After wandering around and eventually having to ask an usher as to whereabouts of the lady’s conveniences, we eventually located them down at stalls level.

“You should really write about how bad the loos are for women,” said Martha when she eventually emerged.

She’s not the first one to suggest it. I’ve even been asked to write about specific loos (“The ones at the Royal Opera House are so fancy,” commented a different co-worker, prior to my trip there. “You should review them”), but unfortunately for toilet-kind, I’m not a great theatre-micturater.
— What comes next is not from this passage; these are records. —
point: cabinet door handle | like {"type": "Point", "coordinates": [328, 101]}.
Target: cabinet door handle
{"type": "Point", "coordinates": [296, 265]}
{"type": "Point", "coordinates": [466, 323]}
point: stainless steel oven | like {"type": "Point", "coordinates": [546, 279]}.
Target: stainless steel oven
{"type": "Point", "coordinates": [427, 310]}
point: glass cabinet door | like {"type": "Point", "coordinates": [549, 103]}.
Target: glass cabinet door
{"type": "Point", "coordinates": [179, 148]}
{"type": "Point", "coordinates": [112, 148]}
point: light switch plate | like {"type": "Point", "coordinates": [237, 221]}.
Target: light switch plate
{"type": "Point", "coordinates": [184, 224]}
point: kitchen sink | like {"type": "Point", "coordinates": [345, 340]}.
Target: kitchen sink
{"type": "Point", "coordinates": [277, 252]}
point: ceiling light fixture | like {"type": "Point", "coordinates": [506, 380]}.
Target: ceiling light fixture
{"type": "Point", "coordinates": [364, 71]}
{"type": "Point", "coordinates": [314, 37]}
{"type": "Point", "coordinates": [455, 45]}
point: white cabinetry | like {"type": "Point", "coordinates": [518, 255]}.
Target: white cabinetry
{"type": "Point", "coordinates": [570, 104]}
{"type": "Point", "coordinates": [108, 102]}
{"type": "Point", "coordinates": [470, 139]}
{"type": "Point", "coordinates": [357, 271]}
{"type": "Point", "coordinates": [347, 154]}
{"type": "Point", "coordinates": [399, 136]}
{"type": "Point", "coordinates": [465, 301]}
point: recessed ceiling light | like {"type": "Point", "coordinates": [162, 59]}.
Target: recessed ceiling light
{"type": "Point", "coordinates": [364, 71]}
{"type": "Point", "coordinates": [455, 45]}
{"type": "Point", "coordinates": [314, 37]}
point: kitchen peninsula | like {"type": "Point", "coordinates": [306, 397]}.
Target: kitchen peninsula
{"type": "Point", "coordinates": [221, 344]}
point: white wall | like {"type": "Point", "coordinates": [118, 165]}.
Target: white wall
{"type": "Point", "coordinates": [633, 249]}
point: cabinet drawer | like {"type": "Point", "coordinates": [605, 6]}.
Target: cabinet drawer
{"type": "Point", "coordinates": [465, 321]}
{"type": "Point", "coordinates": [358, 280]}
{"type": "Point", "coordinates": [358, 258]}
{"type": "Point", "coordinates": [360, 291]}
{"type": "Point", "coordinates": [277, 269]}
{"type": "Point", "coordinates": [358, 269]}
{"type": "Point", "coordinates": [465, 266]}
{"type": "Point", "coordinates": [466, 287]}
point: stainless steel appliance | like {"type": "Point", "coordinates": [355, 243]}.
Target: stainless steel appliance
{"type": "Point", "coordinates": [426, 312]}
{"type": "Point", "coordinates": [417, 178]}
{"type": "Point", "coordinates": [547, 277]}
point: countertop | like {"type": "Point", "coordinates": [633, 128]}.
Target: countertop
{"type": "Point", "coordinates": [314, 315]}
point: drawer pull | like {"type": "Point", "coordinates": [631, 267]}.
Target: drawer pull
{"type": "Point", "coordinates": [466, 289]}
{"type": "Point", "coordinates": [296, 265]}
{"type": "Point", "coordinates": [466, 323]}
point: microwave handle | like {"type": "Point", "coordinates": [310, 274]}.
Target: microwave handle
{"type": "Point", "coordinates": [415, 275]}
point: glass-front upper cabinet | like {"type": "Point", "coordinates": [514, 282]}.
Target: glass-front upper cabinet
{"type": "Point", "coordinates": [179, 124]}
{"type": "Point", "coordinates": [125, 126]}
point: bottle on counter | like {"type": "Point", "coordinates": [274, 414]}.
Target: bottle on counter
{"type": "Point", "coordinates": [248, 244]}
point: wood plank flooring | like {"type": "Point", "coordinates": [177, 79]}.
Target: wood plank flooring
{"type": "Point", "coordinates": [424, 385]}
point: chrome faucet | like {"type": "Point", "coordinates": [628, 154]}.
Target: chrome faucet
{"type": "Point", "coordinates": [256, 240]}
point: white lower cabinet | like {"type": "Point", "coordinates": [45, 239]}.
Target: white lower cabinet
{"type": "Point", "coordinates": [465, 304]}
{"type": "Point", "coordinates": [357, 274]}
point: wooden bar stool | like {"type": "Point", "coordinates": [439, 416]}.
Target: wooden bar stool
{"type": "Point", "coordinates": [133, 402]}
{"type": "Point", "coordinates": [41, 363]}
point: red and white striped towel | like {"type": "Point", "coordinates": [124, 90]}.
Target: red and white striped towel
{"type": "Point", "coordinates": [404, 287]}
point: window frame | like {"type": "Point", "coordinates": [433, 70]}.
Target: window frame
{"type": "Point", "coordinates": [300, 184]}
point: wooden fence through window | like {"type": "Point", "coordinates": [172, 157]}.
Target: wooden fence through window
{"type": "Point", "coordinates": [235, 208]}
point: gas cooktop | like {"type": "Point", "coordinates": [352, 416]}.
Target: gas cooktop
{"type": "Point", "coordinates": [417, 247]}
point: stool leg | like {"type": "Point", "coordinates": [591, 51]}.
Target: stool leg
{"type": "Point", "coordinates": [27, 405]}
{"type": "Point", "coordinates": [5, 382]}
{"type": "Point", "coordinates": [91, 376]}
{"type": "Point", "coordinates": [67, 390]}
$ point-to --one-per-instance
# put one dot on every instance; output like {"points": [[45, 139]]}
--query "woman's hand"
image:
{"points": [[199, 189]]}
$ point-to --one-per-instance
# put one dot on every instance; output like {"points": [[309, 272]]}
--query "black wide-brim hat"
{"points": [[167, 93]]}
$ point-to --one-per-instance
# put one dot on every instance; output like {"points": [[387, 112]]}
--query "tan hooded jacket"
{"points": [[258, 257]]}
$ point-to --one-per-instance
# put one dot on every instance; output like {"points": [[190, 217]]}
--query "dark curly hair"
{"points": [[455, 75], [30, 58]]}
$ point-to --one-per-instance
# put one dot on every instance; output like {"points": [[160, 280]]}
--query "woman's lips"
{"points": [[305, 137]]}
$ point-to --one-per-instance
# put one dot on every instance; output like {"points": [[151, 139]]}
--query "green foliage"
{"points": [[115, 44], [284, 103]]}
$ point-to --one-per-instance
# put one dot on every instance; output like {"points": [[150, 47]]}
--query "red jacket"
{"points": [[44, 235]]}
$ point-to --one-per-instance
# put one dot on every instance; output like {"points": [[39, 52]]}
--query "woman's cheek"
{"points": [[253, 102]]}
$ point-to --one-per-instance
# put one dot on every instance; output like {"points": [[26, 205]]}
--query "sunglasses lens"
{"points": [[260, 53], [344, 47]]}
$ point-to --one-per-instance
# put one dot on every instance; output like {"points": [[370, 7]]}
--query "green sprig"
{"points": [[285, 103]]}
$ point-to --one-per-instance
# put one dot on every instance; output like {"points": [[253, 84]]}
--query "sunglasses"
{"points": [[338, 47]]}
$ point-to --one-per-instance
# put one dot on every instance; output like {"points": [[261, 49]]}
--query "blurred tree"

But I promise you now, if and whenever I use them - I’ll give you my two cents on spending a penny.

For now however, I’ll be talking about the light features.

“Hey, look - it changes colour!” I cried out, immediately getting out my camera to video the shades shifting above our heads.

upload.jpg
upload.jpg

As I stood there, in the middle of the foyer, filming to pretty coloured lights, an usher ducked down low to avoid getting in the way and ruining my shot.

A selfless act from someone keen to do their bit to enhance the experience that is: Les Misérables.

Between you and me (and I swear to the theatre gods, if you repeat any of this I’ll cut you) it is quite the experience. Even for a jaded old hag like me.

upload.jpg

From the huge wall of sound that is One Day More (“such an interval song,” was what I said to Martha as the lights rose. Literally nothing but an ice-cream break could have followed that), to the hottie to the waistcoat with a ponytail (character name forgotten, but you know who I mean), to the shocked giggle that sweeps the audience as Cosette changes race half way through act one, to the watery-eye inducing Bring Him Home (it’s my cold… I told you this already), to the mental exhaustion that is three hours of epic, fast moving, emotionally exerting, theatre that sent me right off to sleep as soon as head connected with pillow that night.

And the revolve.

Oh, man, the revolve.

This may well be the Korean mayo talking here, but can anything match the heartbreak of watching the barricades turn slowly round and revealing the events of the other side?

I’m not sure I have the energy to join the campaign to keep the ill-fated revolve right now, but you kids of the revolvution - I salute you. You are doing the theatre gods work. Down with the municipal guard! Down with confused queuing systems! Down with projections!

Martha may have stepped out humming One Day More, but I came out ready to start a revolution.